2. If I'm understanding things correctly, it seems that the number of extension nodes which need to be decoded increases as the sparsity of the tree decreases. I wonder if it is possible to estimate how many extension nodes would need to be decoded, on average, for a path in a tree of a few billion entries.

Yep, I agree that there should be some quantitative numbers here. I'll work on that. For reference in the meantime, Ethereum's MPT for accounts has an average of ~7 nodes (regular or extension) for a given path in a tree storing ~175 million accounts. Of course those keys are composed of nibbles, not bits (i.e. key length of 64 vs 256), so this is just a lower bound.

I wonder if the same construction will work equally well in all cases - or whether we should try to specialize.

Agreed, there needs to be more thinking about this. One point to mention is that there will likely be many more Merkle proofs proving vault/code/storage contents than getting or setting an account hash (at least in the transaction kernel -- I suppose there will be many account proofs processed in the block kernel).

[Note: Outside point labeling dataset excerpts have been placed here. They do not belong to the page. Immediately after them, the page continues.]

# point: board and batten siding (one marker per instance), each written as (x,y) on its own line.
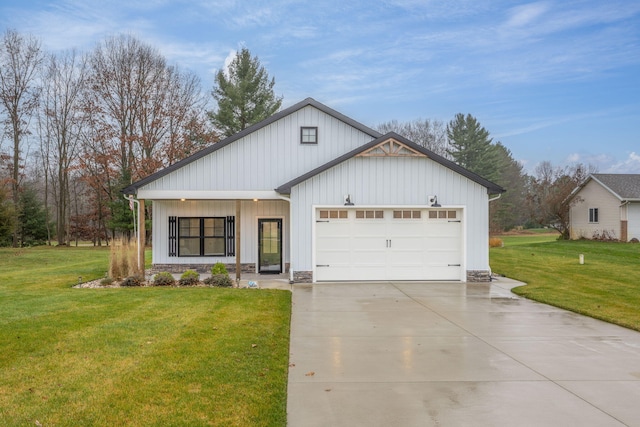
(398,181)
(594,195)
(266,158)
(633,220)
(250,211)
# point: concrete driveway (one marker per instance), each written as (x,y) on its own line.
(454,354)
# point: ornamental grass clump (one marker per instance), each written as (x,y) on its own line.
(219,276)
(496,242)
(189,278)
(133,281)
(219,268)
(219,280)
(164,279)
(123,261)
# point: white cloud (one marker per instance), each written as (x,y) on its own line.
(629,165)
(524,15)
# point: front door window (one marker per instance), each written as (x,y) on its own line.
(270,246)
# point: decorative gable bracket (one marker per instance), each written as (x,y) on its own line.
(391,148)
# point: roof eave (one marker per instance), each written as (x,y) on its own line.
(491,187)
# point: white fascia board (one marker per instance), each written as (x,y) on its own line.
(207,195)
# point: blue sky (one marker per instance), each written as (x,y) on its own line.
(552,80)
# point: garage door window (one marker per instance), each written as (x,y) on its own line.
(369,214)
(407,214)
(334,214)
(443,214)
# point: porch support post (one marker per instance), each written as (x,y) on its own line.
(238,239)
(142,234)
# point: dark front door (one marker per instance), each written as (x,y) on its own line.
(270,246)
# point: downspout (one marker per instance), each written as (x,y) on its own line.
(288,199)
(491,200)
(135,224)
(495,198)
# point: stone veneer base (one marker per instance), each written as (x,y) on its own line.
(478,276)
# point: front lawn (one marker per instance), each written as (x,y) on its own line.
(142,356)
(606,286)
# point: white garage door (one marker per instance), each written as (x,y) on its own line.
(388,244)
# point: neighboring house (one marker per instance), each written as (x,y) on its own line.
(606,206)
(316,194)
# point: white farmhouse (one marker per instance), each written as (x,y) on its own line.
(317,195)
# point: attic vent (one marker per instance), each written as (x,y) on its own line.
(391,148)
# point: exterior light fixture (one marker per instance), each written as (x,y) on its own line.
(433,201)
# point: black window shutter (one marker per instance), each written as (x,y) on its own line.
(173,236)
(231,236)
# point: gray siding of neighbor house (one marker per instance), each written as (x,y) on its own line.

Another potential approach could be to define a leaf node as: hash(value, remaining_path) and to keep all internal nodes as regular nodes.

Yes, I had considered something like this. In the Jellyfish paper they suggest using only this type of compaction, and doing away with extension nodes. It feels like this is more appropriate when the tree is storing a very large number of items, and that there are still likely to be great savings from shared key prefixes for trees storing fewer items. I'll have more insight into this soon from the extension node analysis.

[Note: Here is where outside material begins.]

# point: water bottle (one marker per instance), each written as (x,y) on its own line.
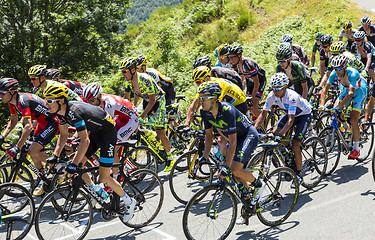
(103,194)
(215,150)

A related point to mention is that such an approach will require working with a remaining_path that no longer fits in a single field element, and might occupy four field elements. I believe we still need to hash the depth along with the value and remaining_path, so the leaf node might need to look like hash(value, hash(remaining_depth, remaining_path)). One could also use a U256 representation to represent internal shortcut paths to cut down on the number of extension nodes needed in a path in my original proposal.

[maxgillett]

The probability that, given an internal node exists in a SMT at the specified layer depth, only a single branch extends from it (as opposed to two branches) is plotted below for varying key counts:

It appears that internal extension nodes would only be useful for compressing up to ~8 layers or so before a terminal extension node would likely be used. This suggests to me that the overhead of managing internal extension nodes is probably not worth it, and we should only compact the final remaining path, but I'd be interested to hear what others have to say.

To summarize the previous comments, assuming we make all internal limb nodes be regular nodes, these are the ideas so far whose stack/hasher row tradeoffs need to be analyzed:

• Compact the final remaining path to the leaf node, and choose one of the following (which have different types of overhead):
  • A 256-bit representation for this path
  • A 64-bit representation for this path (mapping each limb key to the root hash of the next limb, as previously described)
• Use a separate representation for accounts, such as the layered approach described by @bobbinth above, to maintain a consistent decoding cost (and lessen the effect of a malicious user grinding neighboring account paths)

[bobbinth]

Thank you! I personally, would favor simplicity of the algorithm over the amount of hashing that needs to be done by the hasher. Here is how I'm thinking about:

Assume that our target use case are data sets with between 1K and 1M items. On average, this means that Merkle path length should be somewhere between 10 and 20. Each hash takes 8 rows in the hasher table - so, verifying such paths translates to 80 - 160 rows.

It would be good to have the number of cycles on the stack side to be roughly half this number (this is just a rule of thumb). So, if we can decode all relevant nodes in 40 - 80 cycles, it would be ideal - and I'm not sure this is achievable with more complicated decoding logic.

I guess to summarize: in my mind, an approach where reading from the tree takes 200 rows in the hasher and 50 cycles in the stack is preferable to the approach which takes 100 rows in the hasher and 100 cycles in the stack.

[bobbinth]

Closed by #1046, #1048, #1036 and other related PRs.